The 5-year-old boy and I often watch Animal Planet together. He, like myself, is a big animal lover. One of his favorite shows on Animal Planet is Animal Planet's "Haunted." This show purports to tell a ghost story somehow connected to animal behavior. In reality, in most cases, it is just an excuse for Animal Planet to show a ghost story which barely touches upon the behavior of a family dog or other animal.
One of the more recent "Haunted" shows involves the story of a little boy, about the same age as mine, who tells his mother that he keeps seeing the vision of a man on the stairway in the family home. The mother asks what does the man look like that he sees. The little boy says the man floats in the air and you can see through him. He then says the man is bloody all over. They call this episode "The Bloody Man." The remainder of the story tells how the family fights to save their home, their child and to rid themselves of the bloody man.
My little boy loves this story, but I can safely say that if this vision occurred in my home, there would be another television story named "The Gamble Family Will Not Move Out of the Methodist Church." Because, if my child reports seeing a bloody floating man roaming the home, I will immediately abandon the home, taking with me the rest of the family, and barricade myself inside the nearest church.
I'll take up residence in the Methodist church and place a sleeping bag directly below the stained glass painting of Jesus holding his hands to welcome the children. I do not intend to become embroiled in a battle with bloody, ghostly spectres and I have no intention of finding out whether or not exorcisms really work.
With this said, a recent ruling in the Manhattan State Supreme Court in New York is even more scary than a 5-year-old seeing a ghostly bloody man.

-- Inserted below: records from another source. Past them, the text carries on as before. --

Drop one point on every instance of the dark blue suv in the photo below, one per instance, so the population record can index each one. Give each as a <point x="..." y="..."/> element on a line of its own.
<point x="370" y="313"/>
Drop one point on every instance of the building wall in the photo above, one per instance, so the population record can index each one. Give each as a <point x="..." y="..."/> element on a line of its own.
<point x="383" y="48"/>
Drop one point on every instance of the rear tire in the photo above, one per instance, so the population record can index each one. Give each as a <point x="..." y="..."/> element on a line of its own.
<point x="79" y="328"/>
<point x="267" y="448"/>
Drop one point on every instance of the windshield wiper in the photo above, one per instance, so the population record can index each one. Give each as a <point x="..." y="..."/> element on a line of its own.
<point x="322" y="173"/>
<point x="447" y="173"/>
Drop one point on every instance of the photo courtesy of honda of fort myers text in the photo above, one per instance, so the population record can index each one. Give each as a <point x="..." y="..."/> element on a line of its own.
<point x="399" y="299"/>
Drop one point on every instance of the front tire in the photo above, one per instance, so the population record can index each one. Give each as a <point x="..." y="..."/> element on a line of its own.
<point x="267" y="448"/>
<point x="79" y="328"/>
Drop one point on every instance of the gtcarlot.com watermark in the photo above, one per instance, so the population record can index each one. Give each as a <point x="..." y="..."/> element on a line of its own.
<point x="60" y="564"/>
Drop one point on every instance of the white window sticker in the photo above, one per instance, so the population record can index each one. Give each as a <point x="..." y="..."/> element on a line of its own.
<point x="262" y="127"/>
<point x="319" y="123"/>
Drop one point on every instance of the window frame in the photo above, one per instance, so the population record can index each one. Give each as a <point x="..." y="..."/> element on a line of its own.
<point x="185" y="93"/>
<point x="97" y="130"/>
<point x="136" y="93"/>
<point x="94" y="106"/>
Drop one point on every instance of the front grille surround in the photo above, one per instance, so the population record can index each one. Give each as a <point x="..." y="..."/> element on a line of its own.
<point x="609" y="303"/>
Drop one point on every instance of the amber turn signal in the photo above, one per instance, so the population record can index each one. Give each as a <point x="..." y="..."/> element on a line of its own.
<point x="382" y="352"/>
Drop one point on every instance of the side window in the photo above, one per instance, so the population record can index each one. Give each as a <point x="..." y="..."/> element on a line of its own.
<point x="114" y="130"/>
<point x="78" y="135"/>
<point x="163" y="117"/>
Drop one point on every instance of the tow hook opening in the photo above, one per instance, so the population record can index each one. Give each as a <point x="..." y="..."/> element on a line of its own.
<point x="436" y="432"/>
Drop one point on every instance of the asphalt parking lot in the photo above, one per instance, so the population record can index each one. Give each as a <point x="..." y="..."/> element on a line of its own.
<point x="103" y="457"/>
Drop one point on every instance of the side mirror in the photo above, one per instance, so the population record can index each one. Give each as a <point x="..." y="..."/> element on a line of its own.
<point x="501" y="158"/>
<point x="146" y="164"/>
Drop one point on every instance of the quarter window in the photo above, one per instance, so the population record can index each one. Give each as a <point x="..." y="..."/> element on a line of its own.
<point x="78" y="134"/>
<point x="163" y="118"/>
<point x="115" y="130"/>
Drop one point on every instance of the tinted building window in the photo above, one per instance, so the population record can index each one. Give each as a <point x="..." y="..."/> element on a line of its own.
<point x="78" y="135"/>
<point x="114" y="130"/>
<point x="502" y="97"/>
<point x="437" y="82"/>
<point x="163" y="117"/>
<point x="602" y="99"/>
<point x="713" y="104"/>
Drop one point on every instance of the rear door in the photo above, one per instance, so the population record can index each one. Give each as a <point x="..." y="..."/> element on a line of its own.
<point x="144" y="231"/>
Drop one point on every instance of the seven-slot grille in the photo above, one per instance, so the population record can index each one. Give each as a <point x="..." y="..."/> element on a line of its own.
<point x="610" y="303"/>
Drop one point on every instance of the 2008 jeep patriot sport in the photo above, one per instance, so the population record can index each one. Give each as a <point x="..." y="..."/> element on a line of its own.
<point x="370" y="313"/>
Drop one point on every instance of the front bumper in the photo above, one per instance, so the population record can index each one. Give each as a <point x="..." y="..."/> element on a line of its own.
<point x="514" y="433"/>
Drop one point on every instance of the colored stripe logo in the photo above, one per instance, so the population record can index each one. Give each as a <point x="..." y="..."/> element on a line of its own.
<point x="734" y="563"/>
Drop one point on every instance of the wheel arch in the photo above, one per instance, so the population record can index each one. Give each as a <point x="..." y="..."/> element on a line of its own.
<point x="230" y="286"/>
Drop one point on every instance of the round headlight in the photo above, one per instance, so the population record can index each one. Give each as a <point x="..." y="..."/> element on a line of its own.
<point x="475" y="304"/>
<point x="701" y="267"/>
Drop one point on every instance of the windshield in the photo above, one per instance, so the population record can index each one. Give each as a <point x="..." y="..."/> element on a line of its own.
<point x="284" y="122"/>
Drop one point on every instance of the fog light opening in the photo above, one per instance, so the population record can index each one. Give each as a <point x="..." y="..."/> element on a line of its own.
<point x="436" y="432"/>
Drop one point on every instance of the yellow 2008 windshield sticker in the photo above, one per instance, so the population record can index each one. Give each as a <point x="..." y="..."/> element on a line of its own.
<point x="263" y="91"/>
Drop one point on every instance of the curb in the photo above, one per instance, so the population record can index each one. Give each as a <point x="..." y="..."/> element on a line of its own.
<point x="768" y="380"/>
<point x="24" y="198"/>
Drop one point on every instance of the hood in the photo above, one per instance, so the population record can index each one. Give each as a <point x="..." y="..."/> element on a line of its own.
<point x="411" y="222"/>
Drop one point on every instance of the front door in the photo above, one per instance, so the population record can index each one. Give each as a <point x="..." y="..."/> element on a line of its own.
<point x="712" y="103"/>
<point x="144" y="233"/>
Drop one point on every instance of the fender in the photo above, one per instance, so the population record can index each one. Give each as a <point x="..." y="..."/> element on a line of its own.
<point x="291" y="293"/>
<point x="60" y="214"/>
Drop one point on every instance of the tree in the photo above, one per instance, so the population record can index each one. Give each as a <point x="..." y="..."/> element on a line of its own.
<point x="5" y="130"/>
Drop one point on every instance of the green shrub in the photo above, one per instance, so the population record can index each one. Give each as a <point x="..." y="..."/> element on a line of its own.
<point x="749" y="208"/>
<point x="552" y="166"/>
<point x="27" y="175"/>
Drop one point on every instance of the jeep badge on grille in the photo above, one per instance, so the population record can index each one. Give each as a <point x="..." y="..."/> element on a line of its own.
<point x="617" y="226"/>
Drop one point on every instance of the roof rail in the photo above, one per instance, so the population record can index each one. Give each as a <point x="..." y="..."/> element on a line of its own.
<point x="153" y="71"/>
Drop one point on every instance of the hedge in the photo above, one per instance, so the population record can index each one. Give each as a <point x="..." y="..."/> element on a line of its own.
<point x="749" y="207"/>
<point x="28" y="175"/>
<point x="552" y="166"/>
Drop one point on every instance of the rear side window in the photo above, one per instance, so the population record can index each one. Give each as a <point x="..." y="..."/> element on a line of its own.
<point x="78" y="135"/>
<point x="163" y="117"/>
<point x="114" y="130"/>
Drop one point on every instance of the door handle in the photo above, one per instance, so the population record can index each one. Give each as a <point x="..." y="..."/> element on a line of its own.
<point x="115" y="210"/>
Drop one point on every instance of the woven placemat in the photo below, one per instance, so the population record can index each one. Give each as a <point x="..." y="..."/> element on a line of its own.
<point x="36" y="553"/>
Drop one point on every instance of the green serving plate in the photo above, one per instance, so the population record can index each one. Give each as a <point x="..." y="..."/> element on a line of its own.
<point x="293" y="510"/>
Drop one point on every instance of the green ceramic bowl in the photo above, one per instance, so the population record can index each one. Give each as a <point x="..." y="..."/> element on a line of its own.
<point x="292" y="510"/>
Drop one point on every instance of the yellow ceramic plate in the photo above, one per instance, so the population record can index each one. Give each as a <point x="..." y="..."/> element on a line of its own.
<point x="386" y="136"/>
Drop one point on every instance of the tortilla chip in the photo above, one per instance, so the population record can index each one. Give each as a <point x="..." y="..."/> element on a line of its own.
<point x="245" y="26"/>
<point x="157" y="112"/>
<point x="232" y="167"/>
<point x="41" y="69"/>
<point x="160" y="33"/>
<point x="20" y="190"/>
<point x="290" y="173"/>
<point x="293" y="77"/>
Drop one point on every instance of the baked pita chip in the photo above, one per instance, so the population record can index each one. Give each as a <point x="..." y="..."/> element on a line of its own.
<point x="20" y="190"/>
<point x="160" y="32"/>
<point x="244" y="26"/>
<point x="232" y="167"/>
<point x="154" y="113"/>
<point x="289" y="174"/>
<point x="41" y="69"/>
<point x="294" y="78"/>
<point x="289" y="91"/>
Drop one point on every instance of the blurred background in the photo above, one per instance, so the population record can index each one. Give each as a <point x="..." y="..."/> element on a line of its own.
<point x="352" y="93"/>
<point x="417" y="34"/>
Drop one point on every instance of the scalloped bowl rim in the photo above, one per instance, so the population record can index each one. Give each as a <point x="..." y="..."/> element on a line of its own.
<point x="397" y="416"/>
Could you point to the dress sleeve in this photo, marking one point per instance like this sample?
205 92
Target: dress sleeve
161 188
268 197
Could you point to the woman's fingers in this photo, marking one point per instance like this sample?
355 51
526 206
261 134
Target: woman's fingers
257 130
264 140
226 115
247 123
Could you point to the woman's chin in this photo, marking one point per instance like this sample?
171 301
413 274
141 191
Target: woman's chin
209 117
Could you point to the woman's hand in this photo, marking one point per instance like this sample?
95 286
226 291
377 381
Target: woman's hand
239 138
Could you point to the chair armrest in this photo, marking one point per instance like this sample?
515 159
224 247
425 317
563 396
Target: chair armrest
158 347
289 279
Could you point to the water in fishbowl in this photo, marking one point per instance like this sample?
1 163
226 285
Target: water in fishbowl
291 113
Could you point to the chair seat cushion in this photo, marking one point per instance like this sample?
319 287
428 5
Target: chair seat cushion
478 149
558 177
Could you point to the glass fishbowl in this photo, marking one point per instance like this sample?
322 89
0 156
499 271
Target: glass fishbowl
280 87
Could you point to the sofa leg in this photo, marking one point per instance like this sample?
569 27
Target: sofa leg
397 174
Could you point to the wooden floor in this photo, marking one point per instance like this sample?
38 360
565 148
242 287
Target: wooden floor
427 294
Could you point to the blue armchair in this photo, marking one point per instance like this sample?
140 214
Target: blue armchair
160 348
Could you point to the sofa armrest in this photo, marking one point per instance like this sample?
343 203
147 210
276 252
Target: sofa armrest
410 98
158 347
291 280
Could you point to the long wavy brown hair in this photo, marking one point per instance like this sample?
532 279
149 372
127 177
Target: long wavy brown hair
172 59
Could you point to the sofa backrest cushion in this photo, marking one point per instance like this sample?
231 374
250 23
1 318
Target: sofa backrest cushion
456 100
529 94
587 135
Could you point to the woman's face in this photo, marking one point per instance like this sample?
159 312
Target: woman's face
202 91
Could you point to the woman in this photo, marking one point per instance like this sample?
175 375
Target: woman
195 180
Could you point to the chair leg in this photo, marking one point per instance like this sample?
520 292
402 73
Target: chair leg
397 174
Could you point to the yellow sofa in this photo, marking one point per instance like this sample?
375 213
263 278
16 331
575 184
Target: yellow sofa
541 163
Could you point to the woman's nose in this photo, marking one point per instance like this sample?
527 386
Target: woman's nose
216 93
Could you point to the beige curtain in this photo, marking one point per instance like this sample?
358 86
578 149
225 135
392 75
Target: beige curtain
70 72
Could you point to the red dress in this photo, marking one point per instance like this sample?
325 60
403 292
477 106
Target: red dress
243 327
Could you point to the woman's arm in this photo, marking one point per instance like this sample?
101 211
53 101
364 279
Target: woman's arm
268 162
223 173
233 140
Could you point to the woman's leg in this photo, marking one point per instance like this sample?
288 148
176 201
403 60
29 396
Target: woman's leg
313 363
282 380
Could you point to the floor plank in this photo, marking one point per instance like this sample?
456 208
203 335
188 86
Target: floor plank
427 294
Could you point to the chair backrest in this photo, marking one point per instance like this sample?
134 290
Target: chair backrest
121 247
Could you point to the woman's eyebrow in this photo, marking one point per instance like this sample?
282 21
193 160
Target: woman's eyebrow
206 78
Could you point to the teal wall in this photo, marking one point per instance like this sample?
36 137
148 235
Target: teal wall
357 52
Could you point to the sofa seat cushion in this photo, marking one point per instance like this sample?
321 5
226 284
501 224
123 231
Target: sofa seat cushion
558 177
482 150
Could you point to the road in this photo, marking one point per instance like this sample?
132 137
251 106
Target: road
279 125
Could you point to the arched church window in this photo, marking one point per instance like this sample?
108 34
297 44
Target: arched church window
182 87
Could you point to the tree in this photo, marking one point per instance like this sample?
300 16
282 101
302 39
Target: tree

In Manhattan, a 4-year-old girl riding a bicycle struck an 87-year-old woman walking on the sidewalk, injuring her, including fracturing her hip. The woman required surgery and died three months later. As a result, her estate sued the 4-year-old child.
The judge ruled that a 4-year-old child was old enough to be sued, and the 4-year-old child and family could be held liable for the injuries because there was no evidence the child "lacked intelligence or maturity" and "nothing indicates that another child of similar age and capacity under the circumstances could not have reasonably appreciated the danger of riding a bicycle into an elderly woman."
Now, that ruling is truly frightening.
Obviously, the judge has never met my 5-year-old son. Placing intelligence, or maturity, in the same sentence with the 5-year-old boy is virtually incomprehensible. I seriously doubt he would give much thought at all about running over an 87-year-old woman with a bicycle. He might just as well walk up and whack her with a stick, attack her with a make-believe army gun or throw a handful of fake spiders on her. For that matter, he might throw a live spider on her.
So, now I've got to worry about whether or not I 'll be sued based on his behavior. I'm one Crown and Coke away from being sued concerning my own behavior on most occasions. I have no way to predict what mayhem he might concoct next.
Recently, he power barfed in the buffet line at the Golden Corral. I guess I could be subject to a class action lawsuit from all patrons whose meals were spoiled. I guess my only hope is to contact my insurance agent and see about buying a policy. How much do you think it will cost to insure against the actions of the 5-year-old terror?